GSTR-1 is a return that is mandatory for every certified trader to file. This return contains details of outward supplies by that trader. The term ‘outward supply’ has been defined in the Central Goods and Services Tax Act, 2017. It implies all sales of either goods or services or of both, by methods of,
“…sale, transfer, barter, exchange, license, rental, lease or disposal or any other mode…”;
Depending on the agreement entered or promised to be entered by the taxable person in due course of his business transaction.
Thus, in simple terms the GSTR-1 return would include details of all such transaction in which a supply of goods/services/both, has taken place by any of the above-mentioned means. Here the ‘taxable person’ is the trader himself. He is the supplier, therefore, the point of initiation of the transaction. He will have to, in this category of return, give details of the good/services of the supply transaction, and also, the details of the person who is in receipt of the supply. Thus, this becomes the proof of the ‘inward supply’ of the receiver of the supply. Therefore, this particular return is often referred to as the base document which holds the foundation of the compliance to GST in India. The supply details include both within the state and outside the state sale transactions. Other required details include:
- Other than the registered persons, details of the outward supplies made to end customers.
- Compulsorily those supplies of which the value exceeds 2.5 lacs.
- All outward supplies valued below 2.5 lacs made to the end customers totaled together.
- Credit notes details.
- Debit note details.
- Amendments made to GST invoice.
- Changes made to the earlier done outward supplies.
- Details of Non-GST supplies.
- Details of Nil- Rated Supplies.
- Details of exempted supplies.
- Export sales details along with the HSN Code of the goods supplied.
- Details of paid tax and the remaining liabilities that have arisen from the advance receipts.
The GSTR-1 is a return which is either filled monthly or quarterly, depending on the turnover of the trader. If the trader has sales up to 1.5 crores, he shall have to file his returns quarterly. Whereas, if his sales are more than 1.5 crores it shall be mandatory for him to file returns every month. This rule applies even when there are no transactions made in a particular month.
Recently, the deadline for filling this return has been extended by the government. Therefore, the deadline to file the returns when filled on a monthly basis is:
- For the month of April - 31st May;
- For the month of May -10th June; and,
- For the month of June -10th July.
For when the returns are to be filled quarterly, for the term of April-June, is July 31st.

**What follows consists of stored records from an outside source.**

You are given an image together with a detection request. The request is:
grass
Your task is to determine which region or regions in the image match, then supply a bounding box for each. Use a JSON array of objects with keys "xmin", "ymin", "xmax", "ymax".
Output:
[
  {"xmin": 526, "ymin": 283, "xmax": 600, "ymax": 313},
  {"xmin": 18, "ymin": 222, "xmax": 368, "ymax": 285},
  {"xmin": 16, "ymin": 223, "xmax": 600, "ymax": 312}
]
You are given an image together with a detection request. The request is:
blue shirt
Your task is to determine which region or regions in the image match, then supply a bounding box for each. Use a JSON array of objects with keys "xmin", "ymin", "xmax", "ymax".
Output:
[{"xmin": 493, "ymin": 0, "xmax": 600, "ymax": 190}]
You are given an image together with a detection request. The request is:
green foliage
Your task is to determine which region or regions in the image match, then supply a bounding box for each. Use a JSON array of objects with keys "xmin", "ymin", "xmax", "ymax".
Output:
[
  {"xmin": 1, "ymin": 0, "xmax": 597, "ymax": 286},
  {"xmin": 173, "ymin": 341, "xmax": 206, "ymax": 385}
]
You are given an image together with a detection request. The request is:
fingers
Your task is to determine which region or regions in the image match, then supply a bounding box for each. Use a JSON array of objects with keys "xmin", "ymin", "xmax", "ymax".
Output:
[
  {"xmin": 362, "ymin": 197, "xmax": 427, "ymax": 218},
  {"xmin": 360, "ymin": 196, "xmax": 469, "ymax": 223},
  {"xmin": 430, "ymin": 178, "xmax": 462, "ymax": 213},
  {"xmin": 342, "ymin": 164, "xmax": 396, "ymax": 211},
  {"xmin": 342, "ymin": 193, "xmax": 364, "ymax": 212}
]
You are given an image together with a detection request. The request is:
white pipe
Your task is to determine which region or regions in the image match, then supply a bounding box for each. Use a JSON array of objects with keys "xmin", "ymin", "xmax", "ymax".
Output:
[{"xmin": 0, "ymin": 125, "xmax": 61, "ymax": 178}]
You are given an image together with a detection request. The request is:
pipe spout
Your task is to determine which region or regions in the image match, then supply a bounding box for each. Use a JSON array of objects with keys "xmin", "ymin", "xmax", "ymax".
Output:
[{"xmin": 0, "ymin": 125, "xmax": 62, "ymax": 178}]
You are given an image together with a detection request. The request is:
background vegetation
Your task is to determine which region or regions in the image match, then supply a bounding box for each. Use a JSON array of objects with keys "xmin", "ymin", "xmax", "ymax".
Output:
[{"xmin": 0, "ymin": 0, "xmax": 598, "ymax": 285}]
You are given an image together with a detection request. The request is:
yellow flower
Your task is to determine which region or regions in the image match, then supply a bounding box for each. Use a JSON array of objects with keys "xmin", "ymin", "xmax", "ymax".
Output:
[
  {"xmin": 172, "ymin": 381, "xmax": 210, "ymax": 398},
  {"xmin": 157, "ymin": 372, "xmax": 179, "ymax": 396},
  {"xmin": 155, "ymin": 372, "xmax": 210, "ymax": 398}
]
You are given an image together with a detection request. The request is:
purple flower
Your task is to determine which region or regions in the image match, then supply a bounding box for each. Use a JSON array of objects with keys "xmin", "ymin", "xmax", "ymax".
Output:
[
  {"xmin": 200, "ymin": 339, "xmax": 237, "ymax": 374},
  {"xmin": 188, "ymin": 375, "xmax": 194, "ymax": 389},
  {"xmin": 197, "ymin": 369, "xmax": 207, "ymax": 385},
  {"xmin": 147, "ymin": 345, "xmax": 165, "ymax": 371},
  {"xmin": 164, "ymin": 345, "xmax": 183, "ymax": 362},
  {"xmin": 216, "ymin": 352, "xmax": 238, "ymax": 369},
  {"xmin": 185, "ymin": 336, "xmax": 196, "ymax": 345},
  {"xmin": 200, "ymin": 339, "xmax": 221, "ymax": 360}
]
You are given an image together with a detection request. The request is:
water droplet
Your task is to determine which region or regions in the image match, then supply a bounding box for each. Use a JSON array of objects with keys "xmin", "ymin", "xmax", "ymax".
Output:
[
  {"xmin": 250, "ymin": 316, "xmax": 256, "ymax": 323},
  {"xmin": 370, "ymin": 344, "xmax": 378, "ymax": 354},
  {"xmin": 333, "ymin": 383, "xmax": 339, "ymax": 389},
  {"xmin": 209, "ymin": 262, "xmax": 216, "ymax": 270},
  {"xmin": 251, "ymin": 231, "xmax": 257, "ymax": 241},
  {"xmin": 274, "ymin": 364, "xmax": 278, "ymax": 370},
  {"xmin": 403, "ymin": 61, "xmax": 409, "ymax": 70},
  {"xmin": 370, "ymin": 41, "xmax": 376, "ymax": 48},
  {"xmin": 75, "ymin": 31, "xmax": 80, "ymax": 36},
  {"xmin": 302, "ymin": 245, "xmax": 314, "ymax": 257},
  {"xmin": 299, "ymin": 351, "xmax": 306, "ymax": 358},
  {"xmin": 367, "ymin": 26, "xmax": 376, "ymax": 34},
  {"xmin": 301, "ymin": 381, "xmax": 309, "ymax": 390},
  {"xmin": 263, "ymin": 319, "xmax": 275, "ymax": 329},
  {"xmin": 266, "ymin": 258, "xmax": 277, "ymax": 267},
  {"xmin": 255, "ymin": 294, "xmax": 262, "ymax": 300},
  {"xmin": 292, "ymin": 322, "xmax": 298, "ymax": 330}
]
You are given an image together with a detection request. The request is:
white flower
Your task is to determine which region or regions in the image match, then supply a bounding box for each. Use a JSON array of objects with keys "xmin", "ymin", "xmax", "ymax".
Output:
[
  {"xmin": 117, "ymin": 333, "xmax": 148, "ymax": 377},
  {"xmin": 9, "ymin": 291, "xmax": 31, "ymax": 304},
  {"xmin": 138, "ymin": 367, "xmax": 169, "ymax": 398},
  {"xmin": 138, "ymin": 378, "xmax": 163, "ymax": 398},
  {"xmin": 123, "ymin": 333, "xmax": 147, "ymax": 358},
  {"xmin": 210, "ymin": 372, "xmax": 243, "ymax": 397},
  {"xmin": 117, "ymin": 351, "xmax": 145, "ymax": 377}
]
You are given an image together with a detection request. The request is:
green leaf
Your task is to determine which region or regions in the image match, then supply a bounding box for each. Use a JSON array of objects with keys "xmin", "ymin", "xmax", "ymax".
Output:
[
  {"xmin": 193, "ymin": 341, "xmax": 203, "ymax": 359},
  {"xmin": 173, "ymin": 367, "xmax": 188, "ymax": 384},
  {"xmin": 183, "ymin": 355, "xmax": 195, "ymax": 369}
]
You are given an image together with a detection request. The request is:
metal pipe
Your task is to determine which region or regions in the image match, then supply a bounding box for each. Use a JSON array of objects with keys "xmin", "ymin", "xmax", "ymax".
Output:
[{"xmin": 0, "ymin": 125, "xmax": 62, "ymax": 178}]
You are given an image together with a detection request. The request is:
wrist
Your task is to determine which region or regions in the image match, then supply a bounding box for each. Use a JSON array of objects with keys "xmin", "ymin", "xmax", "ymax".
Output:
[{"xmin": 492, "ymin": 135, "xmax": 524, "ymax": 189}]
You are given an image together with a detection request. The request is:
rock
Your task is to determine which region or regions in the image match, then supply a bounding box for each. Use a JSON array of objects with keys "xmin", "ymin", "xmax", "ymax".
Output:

It is also important to know who are and are not to file this particular return. It has already been mentioned that all registered traders have to file it compulsorily. Although there are some registered persons who are exempted from the GSTR-1 returns. These include: Non- resident taxable person, taxpayers who are liable to collect TCS and deduct TDS, OIDR Suppliers, Input Supply Distributors, dealers registered under the Composition scheme or small taxpayers, Input Service Distributors.
Another question that comes to mind here is what is to be done in case there is any error in filling the return. The errors generally made in filling out the details are rectifiable at the point when the receiver of the supplies receives an invoice of all details. If, due to any reasons, the errors have been rectified at that point, the next option is to report the error to the Judicial Authority. They can, if are convinced of the existence of the error, can rectify the same.
A system has been designed which asks for the details of the taxable registered person like the GSTIN, unique combination of the financial year and the invoice, which rectifies the error of double filling, if made.
An error in the invoice that has been uploaded with the return can be rectified only till the point the receiver has not accepted the erroneous invoice. If the receiver has accepted the wrong document, no changes can be made. At this point, the only option is to file a supplementary invoice or credit note to rectify the previous document.
On errors in transactions which are inter-state category and have been filled as intra-state categories, the registered payer who has made the error will have to firstly pay the IGST amount to the ministry and secondly apply to claim back the excess amount (CGST/SGST).